Safety indicators at the neighborhood level are mixed. Overall crime ranks 1,031 out of 1,441 metro neighborhoods, which is below the metro median and suggests investors should underwrite standard security and operating protocols. Nationally benchmarked estimates point to lower safety percentiles for both property and violent offenses; however, recent year data shows declines in estimated offense rates, indicating improvement momentum.

For investors, the practical takeaway is to price-in reasonable security measures and tenant-experience planning while monitoring trend direction rather than relying on block-level assumptions.

Proximity to Major Employers

The submarket draws from a diversified employer base in toys/consumer products, airlines, and technology, which supports renter demand through commute convenience and a broad occupational mix: Mattel, Southwest Airlines, Microsoft offices, Symantec, and Air Products & Chemicals.

  • Mattel — consumer products/HQ functions (3.6 miles) — HQ
  • Southwest Airlines Counter — airline operations (5.5 miles)
  • Microsoft Offices The Reserves — technology offices (7.9 miles)
  • Symantec — cybersecurity offices (8.0 miles)
  • Air Products & Chemicals — industrial gases & engineering (8.5 miles)
Why invest?

17210 Inglewood Ave is positioned in a neighborhood with steady occupancy and a high share of renter-occupied housing units, supporting demand resilience for a 28-unit multifamily asset. Elevated local home values point to a high-cost ownership market that tends to sustain rental reliance. According to CRE market data from WDSuite, amenity access is strong by national benchmarks, which can aid retention and day-to-day livability.

Built in 1985, the asset is newer than the area’s average vintage, offering relative competitiveness versus older buildings while leaving room for targeted renovations to drive rent positioning. Within a 3-mile radius, modest population growth and an increase in households indicate a gradually expanding renter pool, which supports occupancy stability when paired with disciplined lease management and attention to rent-to-income thresholds.

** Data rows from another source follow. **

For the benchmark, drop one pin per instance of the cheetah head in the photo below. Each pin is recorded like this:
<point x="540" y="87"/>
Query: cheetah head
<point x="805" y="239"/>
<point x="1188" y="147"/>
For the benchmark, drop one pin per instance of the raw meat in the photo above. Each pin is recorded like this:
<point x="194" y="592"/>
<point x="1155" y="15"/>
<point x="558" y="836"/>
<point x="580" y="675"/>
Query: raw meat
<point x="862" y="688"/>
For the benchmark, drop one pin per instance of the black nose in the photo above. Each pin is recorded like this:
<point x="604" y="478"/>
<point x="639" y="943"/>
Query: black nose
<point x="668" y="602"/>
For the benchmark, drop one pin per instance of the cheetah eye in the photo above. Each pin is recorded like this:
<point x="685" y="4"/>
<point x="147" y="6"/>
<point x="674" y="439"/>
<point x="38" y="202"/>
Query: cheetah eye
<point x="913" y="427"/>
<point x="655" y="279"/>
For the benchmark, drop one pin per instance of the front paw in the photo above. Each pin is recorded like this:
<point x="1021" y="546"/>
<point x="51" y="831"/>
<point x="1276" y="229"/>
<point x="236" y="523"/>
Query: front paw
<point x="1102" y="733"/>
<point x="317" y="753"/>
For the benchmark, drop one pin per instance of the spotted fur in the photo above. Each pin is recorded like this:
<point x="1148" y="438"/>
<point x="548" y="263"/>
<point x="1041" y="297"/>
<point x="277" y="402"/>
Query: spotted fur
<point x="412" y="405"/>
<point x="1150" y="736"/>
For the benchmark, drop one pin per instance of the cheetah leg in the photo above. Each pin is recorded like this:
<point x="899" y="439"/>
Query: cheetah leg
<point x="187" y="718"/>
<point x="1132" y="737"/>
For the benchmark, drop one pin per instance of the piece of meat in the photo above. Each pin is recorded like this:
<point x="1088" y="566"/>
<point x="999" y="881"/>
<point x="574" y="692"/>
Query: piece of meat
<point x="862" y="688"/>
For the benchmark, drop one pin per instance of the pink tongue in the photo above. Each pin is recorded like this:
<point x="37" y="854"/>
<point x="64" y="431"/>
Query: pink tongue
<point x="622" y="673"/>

  • Neighborhood-level occupancy is solid, supporting stable cash flow potential.
  • High renter-occupied share signals deep tenant demand for multifamily units.
  • 1985 vintage offers competitive positioning plus value-add renovation upside.
  • Elevated ownership costs in the area reinforce reliance on rental housing.
  • Risk: safety metrics trail metro leaders; underwrite prudent security and tenant-experience planning.